[Date Prev][Date Next][Thread Prev][Thread Next][Date Index][Thread Index]
Re: [PATCH v2 3/5] cryptodisk: Add options to cryptomount to support key
From: |
Glenn Washburn |
Subject: |
Re: [PATCH v2 3/5] cryptodisk: Add options to cryptomount to support keyfiles |
Date: |
Thu, 19 May 2022 16:09:37 -0500 |
On Thu, 19 May 2022 20:23:12 +0200
Daniel Kiper <dkiper@net-space.pl> wrote:
> On Fri, May 13, 2022 at 12:00:49PM -0500, Glenn Washburn wrote:
> > From: John Lane <john@lane.uk.net>
> >
> > Add the options --key-file, --keyfile-offset, and --keyfile-size to
> > cryptomount and code to put read the requested key file data and pass
> > via the cargs struct. Note, key file data is for all intents and purposes
> > equivalent to a password given to cryptomount. So there is no need to
> > enable support for key files in the various crypto backends (eg.
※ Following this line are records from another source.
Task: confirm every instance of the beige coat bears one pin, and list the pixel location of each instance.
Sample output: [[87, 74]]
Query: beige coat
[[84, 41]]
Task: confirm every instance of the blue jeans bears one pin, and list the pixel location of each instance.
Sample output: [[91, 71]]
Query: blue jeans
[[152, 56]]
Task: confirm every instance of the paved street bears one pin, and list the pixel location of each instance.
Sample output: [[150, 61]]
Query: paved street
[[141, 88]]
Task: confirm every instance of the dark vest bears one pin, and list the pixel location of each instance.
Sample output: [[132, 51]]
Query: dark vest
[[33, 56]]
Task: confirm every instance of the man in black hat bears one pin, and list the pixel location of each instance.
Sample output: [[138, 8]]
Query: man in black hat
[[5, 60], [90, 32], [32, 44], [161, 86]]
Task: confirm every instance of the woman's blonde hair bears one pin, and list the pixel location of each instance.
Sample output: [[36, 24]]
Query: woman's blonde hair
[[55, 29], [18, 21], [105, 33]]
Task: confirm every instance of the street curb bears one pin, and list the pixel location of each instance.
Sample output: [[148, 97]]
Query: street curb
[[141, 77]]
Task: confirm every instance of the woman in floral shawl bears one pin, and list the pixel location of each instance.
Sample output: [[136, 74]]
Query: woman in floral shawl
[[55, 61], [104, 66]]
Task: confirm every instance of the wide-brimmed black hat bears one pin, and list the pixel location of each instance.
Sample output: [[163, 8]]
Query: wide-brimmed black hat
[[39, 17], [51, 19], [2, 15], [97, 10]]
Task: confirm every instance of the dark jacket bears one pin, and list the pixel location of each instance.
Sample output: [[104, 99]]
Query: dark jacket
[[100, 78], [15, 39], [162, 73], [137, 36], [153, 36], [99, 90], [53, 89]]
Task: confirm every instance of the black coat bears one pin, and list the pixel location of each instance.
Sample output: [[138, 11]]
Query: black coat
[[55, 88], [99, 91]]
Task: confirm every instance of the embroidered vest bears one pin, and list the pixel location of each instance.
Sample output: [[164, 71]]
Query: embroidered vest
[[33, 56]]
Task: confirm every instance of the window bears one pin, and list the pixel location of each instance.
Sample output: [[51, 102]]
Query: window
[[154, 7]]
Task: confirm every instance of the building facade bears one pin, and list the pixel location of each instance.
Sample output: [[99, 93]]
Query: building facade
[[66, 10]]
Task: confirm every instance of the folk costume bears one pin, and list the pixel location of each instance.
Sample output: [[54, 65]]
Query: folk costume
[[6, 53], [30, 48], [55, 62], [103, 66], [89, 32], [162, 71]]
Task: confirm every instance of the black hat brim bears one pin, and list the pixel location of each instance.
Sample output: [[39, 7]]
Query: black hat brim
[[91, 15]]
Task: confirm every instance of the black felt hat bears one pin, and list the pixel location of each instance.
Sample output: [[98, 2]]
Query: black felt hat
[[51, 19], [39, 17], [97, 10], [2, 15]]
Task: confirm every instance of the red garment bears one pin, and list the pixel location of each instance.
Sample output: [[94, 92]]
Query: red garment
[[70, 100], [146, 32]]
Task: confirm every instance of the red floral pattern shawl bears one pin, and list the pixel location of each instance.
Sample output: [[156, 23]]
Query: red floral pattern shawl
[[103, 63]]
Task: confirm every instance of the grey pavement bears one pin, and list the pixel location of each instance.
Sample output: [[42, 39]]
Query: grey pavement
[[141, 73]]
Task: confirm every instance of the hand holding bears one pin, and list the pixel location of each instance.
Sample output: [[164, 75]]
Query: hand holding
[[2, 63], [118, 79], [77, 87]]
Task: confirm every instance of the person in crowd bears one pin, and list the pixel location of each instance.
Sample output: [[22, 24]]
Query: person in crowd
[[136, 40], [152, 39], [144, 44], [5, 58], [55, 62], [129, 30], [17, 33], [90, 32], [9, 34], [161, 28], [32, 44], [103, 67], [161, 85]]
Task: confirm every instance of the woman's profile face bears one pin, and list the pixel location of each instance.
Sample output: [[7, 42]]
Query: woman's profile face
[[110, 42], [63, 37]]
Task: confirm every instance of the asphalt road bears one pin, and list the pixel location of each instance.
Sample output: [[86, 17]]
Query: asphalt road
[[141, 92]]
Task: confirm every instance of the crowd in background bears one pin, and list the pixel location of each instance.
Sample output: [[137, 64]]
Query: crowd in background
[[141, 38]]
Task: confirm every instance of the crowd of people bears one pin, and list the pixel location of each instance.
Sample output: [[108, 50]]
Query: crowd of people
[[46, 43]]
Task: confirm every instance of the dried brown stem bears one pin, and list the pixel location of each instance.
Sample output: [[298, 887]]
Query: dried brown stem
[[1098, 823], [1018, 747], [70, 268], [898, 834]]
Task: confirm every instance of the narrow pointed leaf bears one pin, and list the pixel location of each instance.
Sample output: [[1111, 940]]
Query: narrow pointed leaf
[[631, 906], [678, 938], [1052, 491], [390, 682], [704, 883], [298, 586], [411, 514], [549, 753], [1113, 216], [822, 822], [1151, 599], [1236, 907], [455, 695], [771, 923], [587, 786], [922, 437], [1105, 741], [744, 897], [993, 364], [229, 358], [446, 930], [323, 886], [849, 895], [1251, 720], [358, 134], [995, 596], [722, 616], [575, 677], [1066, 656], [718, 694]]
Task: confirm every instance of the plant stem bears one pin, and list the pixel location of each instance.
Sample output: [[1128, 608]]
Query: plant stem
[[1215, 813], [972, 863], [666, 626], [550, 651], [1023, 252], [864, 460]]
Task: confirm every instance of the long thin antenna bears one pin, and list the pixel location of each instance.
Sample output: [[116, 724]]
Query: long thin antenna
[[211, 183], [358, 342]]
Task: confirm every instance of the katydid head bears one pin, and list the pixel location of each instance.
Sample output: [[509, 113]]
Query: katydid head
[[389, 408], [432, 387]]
LUKS1)
> > because the key data is passed just as if it were a password.
> >
> > Signed-off-by: John Lane <john@lane.uk.net>
> > GNUtoo@cyberdimension.org: rebase, patch split, small fixes, commit message
> > Signed-off-by: Denis 'GNUtoo' Carikli <GNUtoo@cyberdimension.org>
> > development@efficientek.com: rebase and rework to use cryptomount arg
> > passing,
> > minor fixes, improve commit message
> > Signed-off-by: Glenn Washburn <development@efficientek.com>
> > ---
> > grub-core/disk/cryptodisk.c | 104 +++++++++++++++++++++++++++++++++++-
> > include/grub/cryptodisk.h | 2 +
> > include/grub/file.h | 2 +
> > 3 files changed, 107 insertions(+), 1 deletion(-)
> >
> > diff --git a/grub-core/disk/cryptodisk.c b/grub-core/disk/cryptodisk.c
> > index 9f5dc7acb..94640b502 100644
> > --- a/grub-core/disk/cryptodisk.c
> > +++ b/grub-core/disk/cryptodisk.c
> > @@ -42,6 +42,9 @@ static const struct grub_arg_option options[] =
> > {"all", 'a', 0, N_("Mount all."), 0, 0},
> > {"boot", 'b', 0, N_("Mount all volumes with `boot' flag set."), 0, 0},
> > {"password", 'p', 0, N_("Password to open volumes."), 0,
> > ARG_TYPE_STRING},
> > + {"key-file", 'k', 0, N_("Key file"), 0, ARG_TYPE_STRING},
> > + {"keyfile-offset", 'O', 0, N_("Key file offset (bytes)"), 0,
> > ARG_TYPE_INT},
> > + {"keyfile-size", 'S', 0, N_("Key file data size (bytes)"), 0,
> > ARG_TYPE_INT},
> > {0, 0, 0, 0, 0, 0}
> > };
> >
> > @@ -1172,6 +1175,103 @@ grub_cmd_cryptomount (grub_extcmd_context_t ctxt,
> > int argc, char **args)
> > cargs.key_len = grub_strlen (state[3].arg);
> > }
> >
> > + if (state[4].set) /* keyfile */
> > + {
> > + char tmp_errmsg[GRUB_MAX_ERRMSG];
> > + const char *p = NULL;
> > + grub_file_t keyfile;
> > + unsigned long long keyfile_offset = 0, keyfile_size = 0;
> > +
> > + if (state[5].set) /* keyfile-offset */
> > + {
> > + grub_errno = GRUB_ERR_NONE;
> > + keyfile_offset = grub_strtoull (state[5].arg, &p, 0);
> > +
> > + if (state[5].arg[0] == '\0' || *p != '\0')
> > + {
> > + if (grub_errno != GRUB_ERR_NONE)
> > + {
> > + grub_strncpy (tmp_errmsg, grub_errmsg, GRUB_MAX_ERRMSG);
> > + return grub_error (grub_errno,
> > + N_("non-numeric or invalid keyfile offset
> > `%s': %s"),
> > + state[5].arg, tmp_errmsg);
> > + }
> > + else
> > + return grub_error (GRUB_ERR_BAD_ARGUMENT,
> > + N_("invalid keyfile offset `%s': non-numeric"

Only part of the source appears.